One conversation changed the course of Denzel Dykes’ academic career at the College of William & Mary. It also changed the path he envisions the rest of his life will take, beginning with Commencement last Saturday.
And to think he almost sat in silence rather than approach former professor Robert Ruffin in a theater class three years ago.
“He was very passionate, just the way he introduced himself, the way he talked, the way he moved,” Dykes said. “Everything was so, for lack of a better word, dramatic, but subtle and believable. His passion brought out mine. One day after class I remember telling myself, ‘I’m going to talk to him, see what he can help me with,’ but I just kept sitting. Finally I told myself, ‘Get your butt out of this chair and talk to him.’
“He would stay after school, and we’d talk about scripts and different plays. He was a huge influence on me taking the next step.”
Dykes entered W&M on a football scholarship and finished his career having played in 37 games, with nine starts, 52 tackles, including a personal-high seven tackles against Virginia in 2017.
He has also left with a degree in a self-designed major known as world performing arts for social justice. Dykes has written poetry, at least one play, most of one screenplay, acted in a play, directed a play and served as dresser for Francis Tanglao-Aguas, professor of world theatre and Asian & Pacific Islander American Studies, in his 2016 role as Queen Clytemnestra in “Oresteia.”
Dykes also engaged in independent study so daunting that it seemingly defies the truism that there are only 24 hours in a day.
Denzel Dykes summarizes his varied career at W&M
“I admired how Denzel fought tooth and nail for his quest to be an artist despite the rigorous schedule he carried as a star football player,” Tanglao-Aguas said.
The summer between his freshman and sophomore years was a time of intense reflection, Dykes said. Originally in business, he thought about his childhood and what made him happiest, even dressing up as Michael Jackson and dancing around his home in Waldorf, Maryland.

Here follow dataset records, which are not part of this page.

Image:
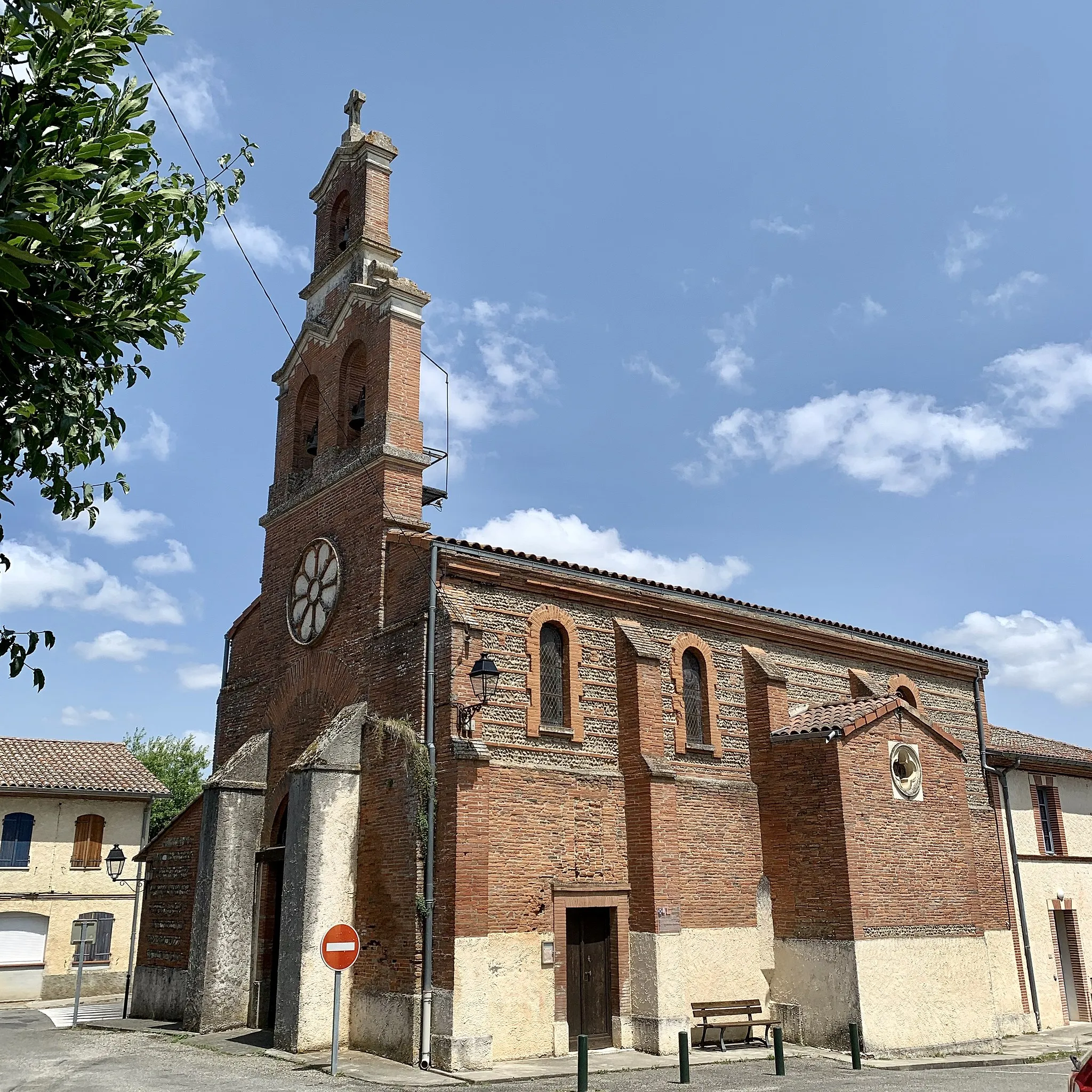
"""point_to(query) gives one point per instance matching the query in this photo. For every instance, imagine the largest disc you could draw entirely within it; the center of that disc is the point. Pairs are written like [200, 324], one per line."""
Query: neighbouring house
[60, 803]
[672, 798]
[1050, 791]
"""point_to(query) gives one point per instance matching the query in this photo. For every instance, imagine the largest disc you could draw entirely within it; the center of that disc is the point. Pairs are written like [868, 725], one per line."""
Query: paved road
[35, 1057]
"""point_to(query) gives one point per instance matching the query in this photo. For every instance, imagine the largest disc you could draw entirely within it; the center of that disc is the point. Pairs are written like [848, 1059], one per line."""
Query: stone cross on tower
[353, 109]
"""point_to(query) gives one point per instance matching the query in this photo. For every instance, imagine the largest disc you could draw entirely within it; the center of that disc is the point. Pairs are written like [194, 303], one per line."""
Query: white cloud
[501, 383]
[175, 559]
[996, 210]
[155, 441]
[868, 311]
[641, 365]
[778, 226]
[262, 244]
[872, 310]
[568, 539]
[730, 360]
[199, 676]
[75, 717]
[729, 365]
[117, 645]
[117, 525]
[963, 244]
[1005, 298]
[903, 443]
[1027, 650]
[1042, 384]
[44, 577]
[192, 91]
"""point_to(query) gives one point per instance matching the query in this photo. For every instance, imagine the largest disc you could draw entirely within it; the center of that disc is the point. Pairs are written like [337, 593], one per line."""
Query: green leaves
[91, 228]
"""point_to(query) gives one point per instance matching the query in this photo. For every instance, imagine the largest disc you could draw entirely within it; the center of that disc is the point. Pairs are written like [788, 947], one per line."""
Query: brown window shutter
[1039, 818]
[87, 846]
[1055, 808]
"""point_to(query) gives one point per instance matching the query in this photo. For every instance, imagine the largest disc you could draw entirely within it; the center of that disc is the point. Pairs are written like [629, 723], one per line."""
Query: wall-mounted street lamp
[484, 678]
[115, 866]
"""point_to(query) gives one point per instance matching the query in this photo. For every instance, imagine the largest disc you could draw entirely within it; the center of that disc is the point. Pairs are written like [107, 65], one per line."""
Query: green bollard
[855, 1045]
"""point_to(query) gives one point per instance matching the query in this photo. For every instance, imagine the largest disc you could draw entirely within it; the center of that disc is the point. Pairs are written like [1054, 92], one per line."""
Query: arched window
[99, 950]
[279, 829]
[697, 709]
[552, 676]
[353, 404]
[307, 424]
[693, 698]
[15, 840]
[554, 685]
[87, 845]
[339, 225]
[903, 686]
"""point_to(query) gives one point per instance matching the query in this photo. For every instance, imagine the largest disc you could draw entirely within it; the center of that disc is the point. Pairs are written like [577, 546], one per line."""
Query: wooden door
[588, 959]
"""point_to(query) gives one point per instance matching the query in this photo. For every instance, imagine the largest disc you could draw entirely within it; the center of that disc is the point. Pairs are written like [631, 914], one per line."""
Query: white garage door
[22, 940]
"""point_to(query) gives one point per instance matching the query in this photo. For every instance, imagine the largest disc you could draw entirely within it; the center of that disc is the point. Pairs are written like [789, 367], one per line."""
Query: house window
[15, 840]
[99, 950]
[87, 845]
[1048, 820]
[693, 698]
[552, 675]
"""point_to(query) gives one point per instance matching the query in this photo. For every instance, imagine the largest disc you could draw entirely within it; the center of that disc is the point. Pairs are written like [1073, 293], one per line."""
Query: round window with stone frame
[314, 593]
[905, 771]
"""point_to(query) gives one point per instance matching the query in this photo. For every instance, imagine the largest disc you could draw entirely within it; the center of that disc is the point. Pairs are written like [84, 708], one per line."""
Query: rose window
[905, 771]
[314, 593]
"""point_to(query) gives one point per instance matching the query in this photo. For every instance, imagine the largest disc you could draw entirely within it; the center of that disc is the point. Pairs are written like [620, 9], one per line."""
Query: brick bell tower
[339, 622]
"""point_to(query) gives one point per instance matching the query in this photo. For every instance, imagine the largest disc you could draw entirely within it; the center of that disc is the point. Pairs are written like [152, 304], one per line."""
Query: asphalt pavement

“It’s easy when you’re in college to say, ‘I don’t know what I want to do,’ but sometimes it can be right in front of you, and you don’t even notice it,” he said. “There are a lot of obstacles to being a student-athlete, but I’m a huge believer in independent study. I reached out. I read books. I read scripts on my own. I just worked at developing my gifts outside of football.”
And, he is quick to point out, he received personal attention and guidance any time he sought it.
In 2016, one of those efforts included contacting Laurie J. Wolf, professor of theatre and director of theatre at W&M, about doing independent study in playwriting. Never having met him, she said, she didn’t know what to expect. She decided to take a chance.
“And I am forever thankful I did,” she said. “He did three subsequent independent studies, all based in writing. He worked on a lot of poetry last term. I also had the opportunity to direct him in a student-written play last spring, ‘Who Loves Like That.’ He is a fine actor, but I think his real talent and ‘calling’ is with his writing.”
Wolf is working with Dykes on the screenplay of a film he hopes to call “Busting Out.” She described the story of a young man’s rocky relationship in trying to follow in the footsteps of his famous fashion-designer mother as “very ambitious.”
“It’s very sad at times, very encouraging at times,” Dykes said. “It’ll break your heart but it’ll also make you smile. (Wolf) likes to say that my writing is very sophisticated, so we worked on whether I could keep that sophistication up through a longer piece.”
Dykes will head back to the Washington area soon and begin answering casting calls and auditions. His larger goal is to be an independent filmmaker, one who directs and acts in material he has written.
Although he’ll no longer be in Williamsburg, he left his mark when he walked across the football field at Zable Stadium for the last time.
“We have developed a strong friendship that I believe will continue once he has graduated,” Wolf said. “That’s something that is often promised, but rarely happens.”
Tanglao-Aguas called Dykes “a role model for students to emulate” because he pursued his passion to have an arts education while fulfilling his responsibilities as a scholar-athlete.
“He represents the best that William & Mary has to offer,” Tanglao-Aguas said, “not only because of what he gained from the university but what he brought to it in the first place that no professor can give him and that is perseverance, dedication, humility and an indefatigable work ethic.”